Farlas’s voice yanked me out of my memories, and I realized I was shaking. “Yeah… yeah, I’m ready.” I adjusted the strap of my backpack, and followed Farlas and Athaval out into the hallway.

I certainly didn’t appreciate the rushes of memories from every experience in my life that day. Again, I thought about the cool, early morning air when the Marines picked us up from the prison. Stepping beyond the walls was a strange feeling, and not something I thought I was ever going to experience. I was supposed to be in there for basically my entire life, and there I was leaving to get my life back—even though there wasn’t really anything to “get back.” It wasn’t morning when I left the lab, but I had the same feeling of… I guess relief is the right word. I didn’t think I was going to leave that lab until Hornby was done with us, and who knows how long that’ll be, and here I was, walking outside.

We traveled about a block before going down into a Metro station. A few people stared at Athaval, but most paid him no attention. Surprisingly, I found myself missing Delhoun, mainly because I wasn’t sure if I should even talk to Farlas. I knew we weren’t supposed to be talking about his work outside the lab, but I’m not an expert on small talk. Hell, I hate small talk. It’s probably the only thing I have in common with Dietrich, along with the fact that we’re both human, both from Earth (although she acts like she’s from somewhere else sometimes), and both Marines. She gives people dirty looks whenever they try to make small talk with her. An inspector tried doing that with her when he joined us for lunch, and I don’t even think she responded to him. Apone steered him away from her, so he escaped with his head still firmly on his shoulders.

Much like on Gateway, I found myself missing the rest of my unit. I just don’t understand why. Why do I care about them when I have nothing in common with them? Why do I care about them when I haven’t connected with them and vice versa? Why do I care about them when I don’t even care about myself? Maybe it was the familiarity. I know how things work there. I vaguely know everyone, and they leave me alone. I have a small sense that I’m safe with them.

Safe. Now that’s a word I don’t use often. I haven’t felt safe and secure in years. I’ve never really felt safe around others except Vasquez, and I definitely don’t feel safe with myself. I have no explanation for why I feel safe around my unit and I don’t think I ever will.

The train stopped at Crystal City and we left with a small crowd of people, all going in their own separate directions.
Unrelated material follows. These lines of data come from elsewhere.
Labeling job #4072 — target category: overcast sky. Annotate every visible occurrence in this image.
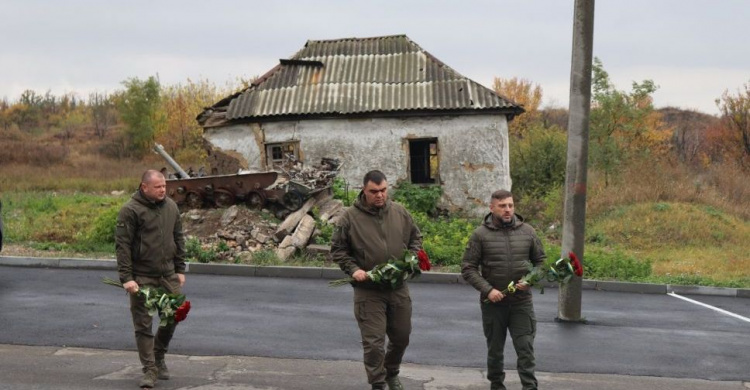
[0,0,750,114]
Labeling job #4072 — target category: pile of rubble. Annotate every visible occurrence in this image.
[183,189,344,262]
[269,154,341,194]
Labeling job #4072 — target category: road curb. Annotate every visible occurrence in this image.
[0,256,750,298]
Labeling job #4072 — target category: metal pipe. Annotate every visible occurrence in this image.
[557,0,594,322]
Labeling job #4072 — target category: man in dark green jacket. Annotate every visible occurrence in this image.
[331,171,422,390]
[115,170,185,388]
[461,190,547,390]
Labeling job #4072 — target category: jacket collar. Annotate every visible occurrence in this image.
[132,188,166,209]
[354,191,391,215]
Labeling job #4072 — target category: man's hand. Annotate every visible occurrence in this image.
[487,288,505,303]
[352,269,367,282]
[122,280,138,294]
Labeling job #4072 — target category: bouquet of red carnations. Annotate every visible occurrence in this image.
[102,278,190,327]
[501,252,583,294]
[328,249,432,288]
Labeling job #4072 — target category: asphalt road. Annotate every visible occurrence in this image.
[0,267,750,381]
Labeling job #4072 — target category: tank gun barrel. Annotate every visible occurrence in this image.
[154,144,190,179]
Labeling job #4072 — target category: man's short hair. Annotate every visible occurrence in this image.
[141,169,164,184]
[492,190,513,200]
[362,170,388,187]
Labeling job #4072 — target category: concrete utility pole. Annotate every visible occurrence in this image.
[557,0,594,322]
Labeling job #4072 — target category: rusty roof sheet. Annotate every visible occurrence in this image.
[220,35,523,120]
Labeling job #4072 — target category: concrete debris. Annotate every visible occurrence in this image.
[182,191,345,264]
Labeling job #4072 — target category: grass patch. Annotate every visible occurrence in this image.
[3,192,129,248]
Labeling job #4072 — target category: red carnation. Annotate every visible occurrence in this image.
[417,249,432,271]
[174,301,190,322]
[568,252,583,276]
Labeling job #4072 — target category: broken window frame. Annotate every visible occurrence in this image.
[264,141,300,169]
[407,137,440,185]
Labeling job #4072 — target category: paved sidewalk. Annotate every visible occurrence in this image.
[0,256,750,298]
[0,344,750,390]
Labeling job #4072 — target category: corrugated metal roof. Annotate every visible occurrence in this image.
[214,35,523,120]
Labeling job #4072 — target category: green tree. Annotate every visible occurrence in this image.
[117,76,161,156]
[89,92,117,139]
[510,123,567,199]
[589,58,669,184]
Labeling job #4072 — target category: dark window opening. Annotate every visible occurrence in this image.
[409,138,440,184]
[266,141,299,168]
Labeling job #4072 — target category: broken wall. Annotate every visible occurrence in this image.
[204,115,511,215]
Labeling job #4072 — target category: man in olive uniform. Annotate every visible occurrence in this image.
[115,170,185,388]
[461,190,547,390]
[331,171,422,390]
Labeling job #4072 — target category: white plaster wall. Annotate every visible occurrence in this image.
[206,115,511,215]
[203,124,261,169]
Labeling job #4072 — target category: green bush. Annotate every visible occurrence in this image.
[332,177,359,206]
[253,250,281,265]
[510,126,567,200]
[85,205,120,244]
[412,211,478,266]
[185,237,216,263]
[393,182,443,214]
[547,246,651,281]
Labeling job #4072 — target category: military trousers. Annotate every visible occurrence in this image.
[481,301,537,390]
[354,285,411,388]
[130,274,182,368]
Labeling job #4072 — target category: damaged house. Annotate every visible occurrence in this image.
[198,35,523,214]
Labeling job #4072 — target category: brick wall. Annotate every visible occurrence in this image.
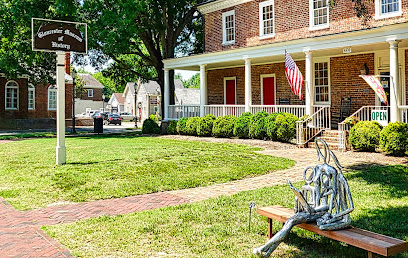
[205,0,408,52]
[0,77,72,119]
[330,54,375,114]
[207,61,305,105]
[207,54,378,113]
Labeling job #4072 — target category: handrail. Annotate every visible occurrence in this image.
[296,106,330,145]
[338,106,390,151]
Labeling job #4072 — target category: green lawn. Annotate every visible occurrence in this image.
[0,136,294,210]
[43,166,408,257]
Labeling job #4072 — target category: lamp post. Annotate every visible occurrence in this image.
[71,68,77,133]
[102,94,106,113]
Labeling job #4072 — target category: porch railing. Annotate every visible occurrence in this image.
[169,105,200,119]
[399,106,408,123]
[204,105,245,117]
[251,105,306,118]
[339,106,390,151]
[296,106,330,145]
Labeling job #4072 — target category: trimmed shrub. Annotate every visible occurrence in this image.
[234,112,254,138]
[265,113,280,141]
[197,114,215,136]
[213,115,237,138]
[249,111,269,139]
[350,121,382,151]
[177,117,188,135]
[142,118,160,134]
[275,113,299,142]
[380,122,408,156]
[186,117,201,136]
[167,120,177,134]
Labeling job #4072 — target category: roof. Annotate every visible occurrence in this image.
[139,79,184,95]
[78,73,105,89]
[113,93,125,104]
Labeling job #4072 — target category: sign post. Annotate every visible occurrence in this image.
[31,18,88,165]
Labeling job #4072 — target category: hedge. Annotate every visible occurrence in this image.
[349,121,382,151]
[234,112,254,138]
[380,122,408,156]
[249,111,269,139]
[213,115,237,138]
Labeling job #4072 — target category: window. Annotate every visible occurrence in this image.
[314,62,330,104]
[222,11,235,44]
[375,0,402,19]
[48,86,57,110]
[5,81,18,110]
[309,0,329,30]
[28,84,35,110]
[259,0,275,37]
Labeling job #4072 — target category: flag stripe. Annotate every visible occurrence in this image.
[285,50,304,100]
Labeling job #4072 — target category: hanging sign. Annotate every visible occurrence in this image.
[371,110,388,126]
[31,19,88,54]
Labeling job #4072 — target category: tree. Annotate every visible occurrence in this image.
[0,0,79,85]
[81,0,203,115]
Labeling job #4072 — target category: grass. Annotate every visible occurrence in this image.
[43,166,408,257]
[0,136,294,210]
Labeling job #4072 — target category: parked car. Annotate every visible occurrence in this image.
[104,114,123,125]
[120,112,135,121]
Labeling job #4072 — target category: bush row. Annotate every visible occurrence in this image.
[349,121,408,156]
[167,111,298,141]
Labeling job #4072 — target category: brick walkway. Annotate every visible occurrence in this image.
[0,138,408,257]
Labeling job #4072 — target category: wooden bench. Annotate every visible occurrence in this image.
[258,205,408,257]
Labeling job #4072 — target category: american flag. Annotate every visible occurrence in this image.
[285,50,303,100]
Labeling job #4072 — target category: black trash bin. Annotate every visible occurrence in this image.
[94,117,103,133]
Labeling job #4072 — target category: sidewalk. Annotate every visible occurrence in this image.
[0,136,408,257]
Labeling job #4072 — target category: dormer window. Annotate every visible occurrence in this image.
[222,10,235,45]
[259,0,275,38]
[309,0,329,30]
[375,0,402,19]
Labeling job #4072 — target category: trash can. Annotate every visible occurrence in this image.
[94,117,103,133]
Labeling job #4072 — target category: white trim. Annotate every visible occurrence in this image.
[222,10,236,45]
[27,83,35,110]
[374,0,402,20]
[163,23,408,70]
[4,80,20,110]
[312,57,331,106]
[224,76,237,105]
[259,0,275,39]
[260,73,276,106]
[47,85,58,111]
[87,89,93,98]
[197,0,252,14]
[309,0,330,31]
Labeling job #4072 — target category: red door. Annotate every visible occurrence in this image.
[262,77,275,105]
[225,80,235,105]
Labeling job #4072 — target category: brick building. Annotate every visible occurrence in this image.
[164,0,408,133]
[0,53,73,129]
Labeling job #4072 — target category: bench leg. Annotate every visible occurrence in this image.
[268,218,273,238]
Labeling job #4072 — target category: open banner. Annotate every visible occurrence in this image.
[360,75,388,106]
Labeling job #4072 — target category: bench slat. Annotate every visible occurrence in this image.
[258,205,408,256]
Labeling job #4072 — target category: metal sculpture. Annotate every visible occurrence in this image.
[253,138,354,257]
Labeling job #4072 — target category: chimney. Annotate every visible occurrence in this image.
[65,52,71,74]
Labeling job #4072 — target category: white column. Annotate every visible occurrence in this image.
[244,57,252,112]
[56,52,67,165]
[388,40,401,122]
[200,64,207,117]
[164,68,170,121]
[304,51,314,116]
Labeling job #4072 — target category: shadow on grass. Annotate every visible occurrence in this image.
[67,159,123,166]
[347,163,408,198]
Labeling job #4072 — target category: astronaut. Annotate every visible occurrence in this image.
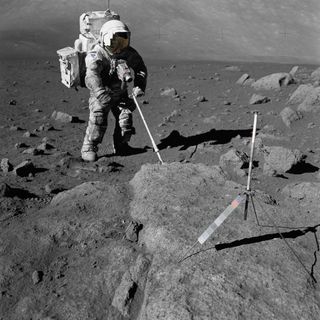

None of them knew they just shared a ride with a fucking murderer. I saw other Marines as we made our way through the underground mall to get up to the hotel and I can’t even begin to describe how much shame I felt. They had no idea I was from the Second Chance program, not unless I said anything, and you can bet your ass I didn’t want to say anything. Still, I’ll bet everyone I saw actually worked hard and wanted to be where they are. I just thought that program was an easy way out, so I could stay closer to Vasquez.

As we walked through a tunnel to get to the hotel lobby, I noticed the mirrors that made up the wall. I wasn’t sure what I saw when I looked in my own eyes. I could see fear. Anxiety. Trauma. Shame. Every negative thing that’s happened over the course of my life was clearly visible.

You know what? You don’t even know if you actually have PTSD. Why are you letting this consume you? I briefly looked at the floor, then back at the mirrors. You’re not going to get diagnosed. Who knows what’ll happen if everyone above you thinks you can’t recover? You know you won’t recover. You’re broken beyond repair. No one’s gonna want to deal with you. You can’t even look at Hudson without falling apart. You can’t get much weaker than that, can you?

No matter how hard I tried, I couldn’t get my thoughts to just shut up. I refused to let anyone look in my eyes when we were at the front desk. Farlas handled all the payments and did all the talking, which I was grateful for, and then he turned to me, holding out a keycard. “Your room is 487. I have to get back to work now. Can we count on seeing you tomorrow morning at nine?”

I nodded. “Thanks.” Taking the card, I looked down at Athaval. “Alright, fluffy, let’s go.”

Athaval didn’t respond. He really wasn’t the talkative type, and I wasn’t sure if that was going to be a good thing or not.